Construção é o sector mais beneficiado. Dívida paga até ao final de 2006
ana tomás Ribeiro
Helena Garrido
Moçambique vai passar a deter 85% do capital da Hidroeléctrica de Cahora Bassa (HCB) e Portugal reduz a sua posição de 82 para 15 %, segundo o acordo ontem assinado entre os dois países. Maputo pagará 950 milhões de dólares a Portugal até final de 2006 e os empresários portugueses ficam com direito de preferência em projectos na área da energia. O acordo final será assinado até ao final deste ano.
"Cria-se um ambiente favorável ao investimento de empresas portuguesas", disse ao DN o ministro de Estado e das Finanças, Fernando Teixeira dos Santos que ontem assinou o acordo em São Bento com o ministro da Energia moçambicano, Salvador Namburete.
O acordo final será assinado até ao final do ano. Nestes próximos dois meses as duas partes terão de acertar algumas questões que estão em aberto, como é o caso da transição da gestão da HCB e do estatuto dos trabalhadores portugueses que lá se encontram.
É explicitado no documento ontem assinado que os acordos subsequentes não podem ter efeitos negativos no défice orçamental português. O memorando resolve o problema da dívida da empresa a Portugal, questão que impediu a resolução desta problema desde a independência de Moçambique em 1975. Nesse quadro, o Estado de Moçambique paga a Portugal 700 milhões de dólares no prazo de um ano a contar da data da assinatura do acordo final agendado para o fim de 2005. Este calendário pode ser prorrogado por um máximo de seis meses, desde que se tenha pago pelo menos 50% daquele valor. A empresa HCB amortiza 250 milhões de dólares também em 2006.
No seu conjunto, são amortizados 950 milhões de dólares, valor abaixo dos 2,3 mil milhões de dólares que estavam inscritos nos livros como dívida de Cahora Bassa ao Estado português.
O ministro de Estado e das Finanças não considera que se esteja perante um perdão de dívida, mas sim face a uma situação de custos irrecuperáveis, associados à situação de guerra vivida por Moçambique. Em termos técnicos pode considerar-se estar perante um tipo de operação harmónio, ou seja, redução de capital com diminuição de posição accionista.
"Cria-se um ambiente positivo que vai beneficiar as empresas portuguesas", afirma o ministro das Finanças, que recentemente se deslocou a Moçambique exactamente para desbloquear um problema com 30 anos.

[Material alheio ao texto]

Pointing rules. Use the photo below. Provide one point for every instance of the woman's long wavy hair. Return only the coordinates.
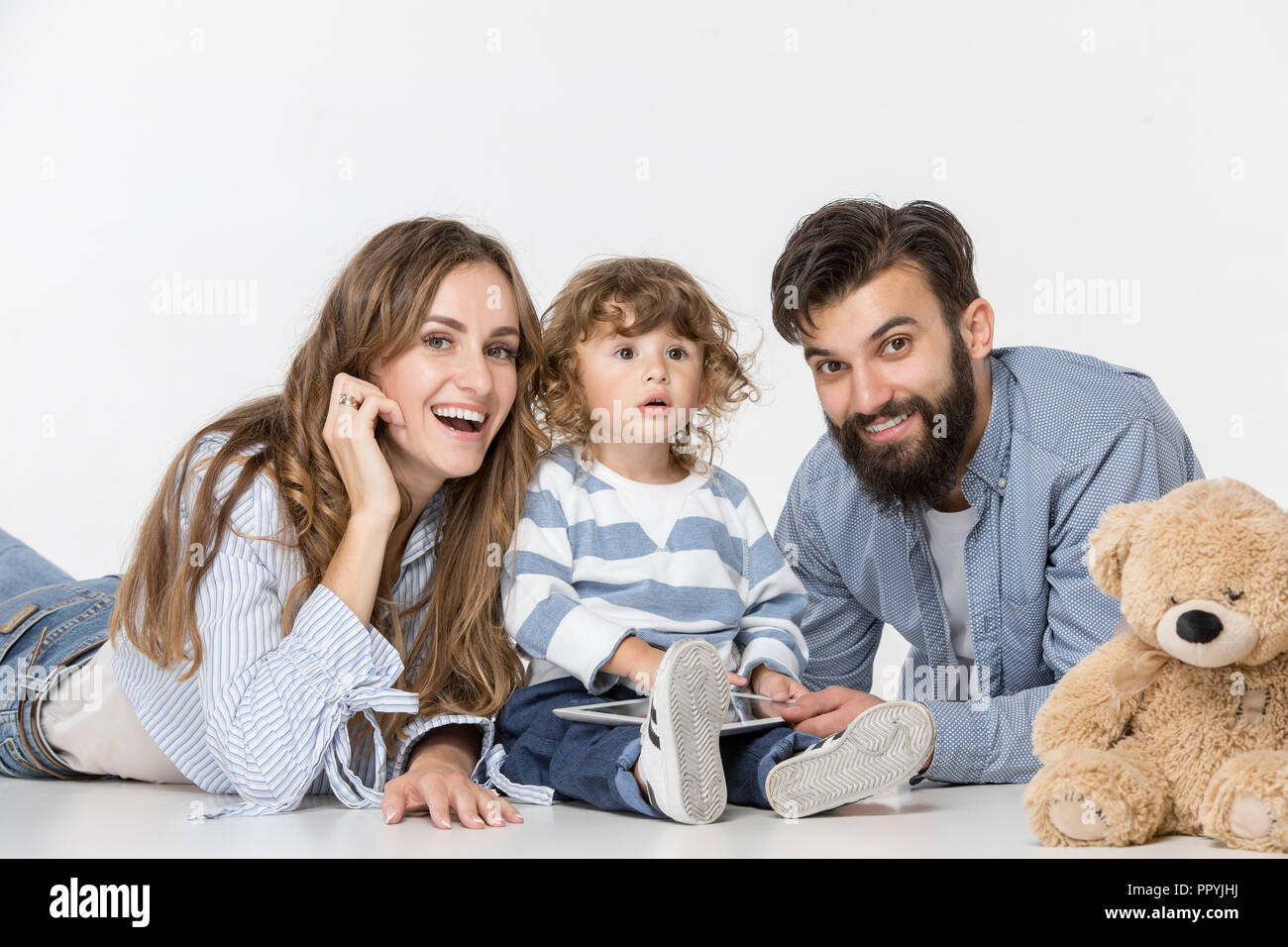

Construção com ganhos. O sector português da construção e engenharia será um dos mais beneficiados, a curto prazo, com este acordo. "As empresas portuguesas vão ter direito de preferência nos projectos de energia que Moçambique está a desenvolver", afirmou Fernando Teixeira dos Santos nas declarações que fez ao DN. Segundo afirmou, o sector que mais beneficiará com este acordo será o da construção já que, sublinhou, "as empresas portuguesas têm grande 'know how' na construção e barragens".
O memorando consagra explicitamente o direito de preferência "em condições de igualdade" em futuros projectos no sector da energia, particularizando a concretização da Central Norte de Cahora Bassa. Um projecto hidroeléctrico considerado fundamental para aumentar a produção da barragem, posicionando Moçambique como o grande exportador de energia da África Austral. A central funcionará ainda como um reservatório de água para o vale agrícola do Zambeze.
Segundo o comunicado ontem difundido pelo Ministério das Finanças, o entendimento "permitirá realizar importantes investimentos no sector energético, a consolidação de diversos projectos industriais e o desenvolvimento agro-industrial do vale do Zambeze".No quadro do acordo, os Estados deixam de ter responsabilidade do fornecimento da energia de Cahora Bassa, como acontecia até agora. Serão as empresas, a HCB e a Eskom a assumir essa responsabilidade.
Sócrates satisfeito. A assinatura do memorando de entendimento sobre a Hidroeléctrica de Cahora Bassa "é um acordo histórico para Portugal e Moçambique", disse ontem o primeiro-ministro José Sócrates, manifestando a sua "satisfação pessoal por ter sido agora possível concluir uma negociação que já se arrastava desde 1975". Na sua opinião, "este é um bom acordo para os dois países, reflecte uma múltipla confiança entre ambos e potencia boas relações para o futuro." Sócrates salientou que este entendimento também "honra a nossa história".
Por seu turno, o presidente moçambicano, Armando Guebuza, confessou que já desde a manhã de ontem estava "convencido que isto tinha de acabar hoje. E acabou mesmo. O acordo aconteceu e demonstra o nível de bom relacionamento e de amizade existente entre os dois governos e os dois povos". E anunciou "Daqui a pouco Cahora Bassa passa a ser gerida por Moçambique".